Bezahlbarer Wohnraum ist und bleibt ein schwieriges Thema. Eine Lösung sind Baugenossenschaften. Aber funktioniert das Modell auch noch in Zeiten stark gestiegener Baupreise?
Für die drei Marbacher Brigitte Lehmann, Odette Mann und Erich Wahl war es eine gute Entscheidung. Im Fall von Lehmann und Wahl sogar eine fürs Leben. Die beiden erwarben vor 52 respektive vor 60 Jahren Anteile an der in Kornwestheim angesiedelten, aber im ganzen Landkreis agierenden Bezirksbaugenossenschaft Altwürttemberg. Damit erhielten sie das Recht auf eine günstige und kündigungssichere Wohnung in der Schillerstadt. „Wenn man sich nichts zuschulden kommen lässt, kann man sein Leben lang dort wohnen – ohne Angst vor einer Kündigung wegen Eigenbedarfs“, sagt Brigitte Lehmann.
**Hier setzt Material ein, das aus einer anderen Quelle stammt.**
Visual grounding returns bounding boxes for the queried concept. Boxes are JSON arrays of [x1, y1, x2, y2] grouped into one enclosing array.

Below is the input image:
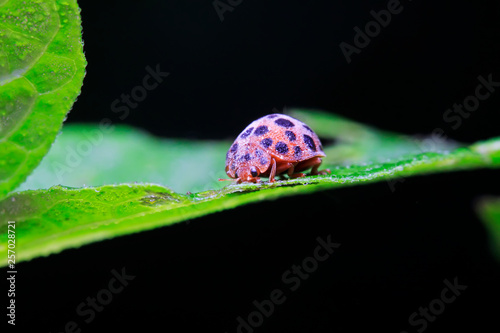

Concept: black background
[[6, 0, 500, 332]]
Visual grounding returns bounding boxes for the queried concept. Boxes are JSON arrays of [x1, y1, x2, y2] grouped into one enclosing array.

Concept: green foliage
[[0, 0, 86, 199], [0, 132, 500, 265], [0, 0, 500, 266]]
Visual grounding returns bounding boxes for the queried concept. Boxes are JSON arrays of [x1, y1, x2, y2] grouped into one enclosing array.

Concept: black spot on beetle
[[240, 154, 252, 162], [293, 146, 302, 157], [240, 127, 253, 139], [253, 125, 269, 136], [260, 138, 273, 148], [285, 131, 297, 141], [274, 141, 288, 155], [274, 118, 295, 128], [302, 124, 314, 133], [304, 134, 316, 151]]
Eine Eigenbedarfskündigung sei auch oft der Grund, warum Menschen zur Bezirksbaugenossenschaft kämen, hat Eduard Schilling, der kaufmännische Vorstand, festgestellt. „Sie sagen uns dann: So etwas wollen wir nicht noch einmal haben.“
Anteile kosten etwa so viel wie eine Kaution
Die Besonderheit einer Mitgliedschaft: Anteile zu erwerben, ist nur möglich, wenn man auch eine Wohnung mietet. Und zwar nicht über einen Mietvertrag, sondern über einen sogenannten Nutzungsvertrag. Zwei Pflichtanteile müssen dazu erworben werden, die aktuell je 160 Euro kosten, die übrigen Anteile richten sich nach der Größe der Wohnung. „In der Regel ist das etwa so viel wie eine Kaution“, erklärt Melanie Klinger, die unter anderem die Genossenschaftswohnungen in Marbach, Aldingen und Benningen betreut.
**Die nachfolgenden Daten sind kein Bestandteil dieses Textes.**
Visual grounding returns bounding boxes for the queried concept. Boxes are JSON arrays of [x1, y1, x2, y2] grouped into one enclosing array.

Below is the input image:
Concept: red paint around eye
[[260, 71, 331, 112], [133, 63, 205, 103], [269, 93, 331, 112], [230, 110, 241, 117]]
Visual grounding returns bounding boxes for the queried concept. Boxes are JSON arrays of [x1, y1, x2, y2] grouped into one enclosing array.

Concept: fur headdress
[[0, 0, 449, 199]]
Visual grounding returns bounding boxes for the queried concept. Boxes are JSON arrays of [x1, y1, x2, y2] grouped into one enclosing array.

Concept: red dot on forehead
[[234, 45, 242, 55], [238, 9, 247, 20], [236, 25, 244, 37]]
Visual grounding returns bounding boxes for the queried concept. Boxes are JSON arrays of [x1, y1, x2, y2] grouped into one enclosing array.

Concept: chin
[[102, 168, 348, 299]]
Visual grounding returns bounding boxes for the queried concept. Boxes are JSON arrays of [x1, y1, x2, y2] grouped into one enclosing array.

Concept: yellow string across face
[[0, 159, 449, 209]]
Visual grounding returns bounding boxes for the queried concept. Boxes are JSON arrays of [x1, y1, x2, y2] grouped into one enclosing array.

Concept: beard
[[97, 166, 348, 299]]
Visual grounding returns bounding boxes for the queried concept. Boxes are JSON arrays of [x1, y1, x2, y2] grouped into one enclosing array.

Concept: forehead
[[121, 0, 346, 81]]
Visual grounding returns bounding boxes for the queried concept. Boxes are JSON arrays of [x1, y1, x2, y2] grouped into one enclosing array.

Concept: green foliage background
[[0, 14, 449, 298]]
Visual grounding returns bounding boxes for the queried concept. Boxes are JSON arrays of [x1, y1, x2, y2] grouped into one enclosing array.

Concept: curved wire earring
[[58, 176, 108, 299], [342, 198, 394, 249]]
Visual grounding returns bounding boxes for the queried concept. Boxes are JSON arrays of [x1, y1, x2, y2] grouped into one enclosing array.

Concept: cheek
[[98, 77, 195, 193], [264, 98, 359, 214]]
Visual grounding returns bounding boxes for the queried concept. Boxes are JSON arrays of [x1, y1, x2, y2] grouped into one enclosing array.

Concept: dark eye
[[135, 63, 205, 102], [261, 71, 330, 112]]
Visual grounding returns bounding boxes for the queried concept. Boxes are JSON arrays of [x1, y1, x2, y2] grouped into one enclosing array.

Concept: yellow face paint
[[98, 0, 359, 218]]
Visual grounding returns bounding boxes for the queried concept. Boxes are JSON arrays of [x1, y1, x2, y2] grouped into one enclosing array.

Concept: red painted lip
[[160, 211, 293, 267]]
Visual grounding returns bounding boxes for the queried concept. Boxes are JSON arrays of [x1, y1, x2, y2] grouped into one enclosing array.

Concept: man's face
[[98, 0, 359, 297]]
Die Durchschnittsmiete aller insgesamt 2281 Wohnungen der Bezirksgenossenschaft liegt aktuell bei knapp acht Euro, bei Neubauten wie in der Haffnerstraße ist sie höher. Aber: „Wir vermieten immer zum Mittelwert des jeweils gültigen Mietspiegels und liegen damit deutlich unter dem Marktpreis“, betont Schilling.
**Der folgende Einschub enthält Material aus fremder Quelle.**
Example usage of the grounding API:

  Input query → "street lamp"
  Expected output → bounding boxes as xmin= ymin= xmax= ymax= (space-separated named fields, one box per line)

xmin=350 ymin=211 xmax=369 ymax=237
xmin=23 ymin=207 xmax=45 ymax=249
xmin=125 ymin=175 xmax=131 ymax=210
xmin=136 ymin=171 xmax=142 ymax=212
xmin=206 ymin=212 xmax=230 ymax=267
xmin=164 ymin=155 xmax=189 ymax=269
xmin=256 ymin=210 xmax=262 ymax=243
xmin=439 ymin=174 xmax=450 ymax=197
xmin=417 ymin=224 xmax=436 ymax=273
Bauen ist auch für Genossenschaften schwieriger geworden
Aber rechnet sich das noch in einer Zeit, in der private Wohnungsbauunternehmen Insolvenz anmelden müssen und kommunale Wohnungsbaugenossenschaft ihre geplanten Neubauten verschieben, weil der Verkauf von Wohnungen nur schleppend läuft und preiswerter Wohnraum deshalb nicht mehr gegenfinanziert werden kann?
Tatsächlich sei der Neubau wegen gestiegener Zinsen und Baukosten nicht mehr so einfach wie früher, räumt Eduard Schilling ein. Erschwerend hinzu komme eine „volatile Förderpolitik“, die beispielsweise dazu geführt habe, dass man geplante Bauvorhaben in Ludwigsburg verschoben habe. Da die Planungszeit für einen Neubau bis zu zehn Jahre betragen könne, dürfe man sich nicht auf zu Planungsbeginn noch geltende Förderungen verlassen.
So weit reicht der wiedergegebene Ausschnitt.